Early life and education[edit]

Burrichter was born and raised in Düsseldorf, Germany and attended part of high school in Southern, California.[11] He studied architecture at the École Spéciale d'Architecture as well as École Nationale Supérieure d'Architecture de Paris-Belleville in Paris, France and moved to New York City to obtain a master's degree at Columbia University.

Work[edit]

Pin-Up magazine[edit]

In 2006, Burrichter launched Pin-Up magazine after working at a corporate New York architecture firm drawing Photoshop illustrations and making mood boards.[12] The bi-annual publication, known as the "Magazine for Architectural Entertainment", covers a range of highbrow and lowbrow topics in fashion, art, politics, architecture, and design.[13] Burrichter credits his time as an intern at Butt magazine in Amsterdam under Jop van Bennekom and Gert Jonkers (of Fantastic Man magazine) for inspiration to forge a new magazine that loosened up the idea of the architect as genius.[14] The magazine has run features and interviews on a number of prominent architects such as Frank Gehry, Rem Koolhaas, Zaha Hadid, Maria Pergay, Paulo Mendes da Rocha, Martino Gamper, and Ettore Sottsass.[15]

Curatorial practice[edit]

Burrichter curated an exhibition, titled Paper Weight – Genre-Defining Magazines 2000 to Now, at the Haus der Kunst in 2013 that surveyed the rise of 15 independent publications having launched since the dawn of the 21st century.[16][17] The exhibition included a range of magazine's covering architecture, design, sex and fashion such as Apartamento, 032c, The Gentlewoman, Toilet Paper, Girls Like Us, CANDY, and White Zinfandel.[18]

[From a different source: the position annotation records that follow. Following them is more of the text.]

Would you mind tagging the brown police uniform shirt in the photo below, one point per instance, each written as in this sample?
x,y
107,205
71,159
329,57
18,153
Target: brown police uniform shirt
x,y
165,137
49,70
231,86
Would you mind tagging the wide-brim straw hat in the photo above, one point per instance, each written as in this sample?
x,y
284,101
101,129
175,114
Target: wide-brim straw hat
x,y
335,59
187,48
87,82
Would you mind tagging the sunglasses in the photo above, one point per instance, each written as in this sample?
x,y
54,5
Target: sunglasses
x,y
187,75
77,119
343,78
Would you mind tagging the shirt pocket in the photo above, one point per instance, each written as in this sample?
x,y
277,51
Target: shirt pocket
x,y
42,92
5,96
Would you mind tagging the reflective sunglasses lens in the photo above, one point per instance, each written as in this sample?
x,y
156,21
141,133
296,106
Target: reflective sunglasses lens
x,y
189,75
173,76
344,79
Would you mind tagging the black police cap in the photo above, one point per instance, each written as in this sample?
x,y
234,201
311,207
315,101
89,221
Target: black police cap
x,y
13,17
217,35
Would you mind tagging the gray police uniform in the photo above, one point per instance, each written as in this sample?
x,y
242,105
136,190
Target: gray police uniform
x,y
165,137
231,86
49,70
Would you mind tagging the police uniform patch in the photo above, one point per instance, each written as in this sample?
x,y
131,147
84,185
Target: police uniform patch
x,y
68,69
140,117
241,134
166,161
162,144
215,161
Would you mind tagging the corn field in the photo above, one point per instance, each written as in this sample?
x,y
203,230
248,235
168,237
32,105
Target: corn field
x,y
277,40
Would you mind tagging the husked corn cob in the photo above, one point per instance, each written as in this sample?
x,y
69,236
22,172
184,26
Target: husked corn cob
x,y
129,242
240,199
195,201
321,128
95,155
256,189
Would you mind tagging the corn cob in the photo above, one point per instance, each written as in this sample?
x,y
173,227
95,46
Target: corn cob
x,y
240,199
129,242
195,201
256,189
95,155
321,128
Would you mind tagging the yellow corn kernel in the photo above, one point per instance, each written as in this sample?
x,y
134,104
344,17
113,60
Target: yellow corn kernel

In 2015, Burrichter asked 10 international designers to populate a Stockholm park with benches of their imagination in a 2015 public art project titled Superbenches.[19] The park included original works by Philippe Malouin, Naihan Li, Max Lamb, Märta Hägglund and Sanna Gripner, and Luca Cipelletti, amongst several others.[20] Later that year, Burrichter curated Pavillon de l'Esprit Nouveau: A 21st Century Show Home. The exhibition, located at the Swiss Institute, used architect and designer Le Corbusier as guide for exploring 21st-century domesticity.[21][22]

Michael Bullock and Burrichter curated a day-long eco-conference in 2016 called SEEDING at the Museum of Arts and Design.[23]

In 2019, Burrichter collaborated with Adam Charlap Hyman of interior design firm Charlap Hyman & Herrero on an exhibit Blow-Up.[24] The exhibition at Friedman Benda gallery in Chelsea was dubbed a "Freudian trip through a 1:1 dollhouse", and featured design works by Gaetano Pesce, Studio España, Katie Stout, Misha Kahn, Telfar Clemens, and more.[25]

Editorial[edit]

Burrichter has been a contributing writer to T: The New York Times Style Magazine, Fantastic Man, W, and Wired Italia[26]

From 2008 to 2010, he served as Butt magazine's editor.[27]

Burrichter edited Studio Work, a 2012 monograph of work by photographer Paul Mpagi Sepuya. The book featured portraits, snapshots, and various archival ephemera inside the artist's studio as well as text by writer Wayne Konstenbaum.[28]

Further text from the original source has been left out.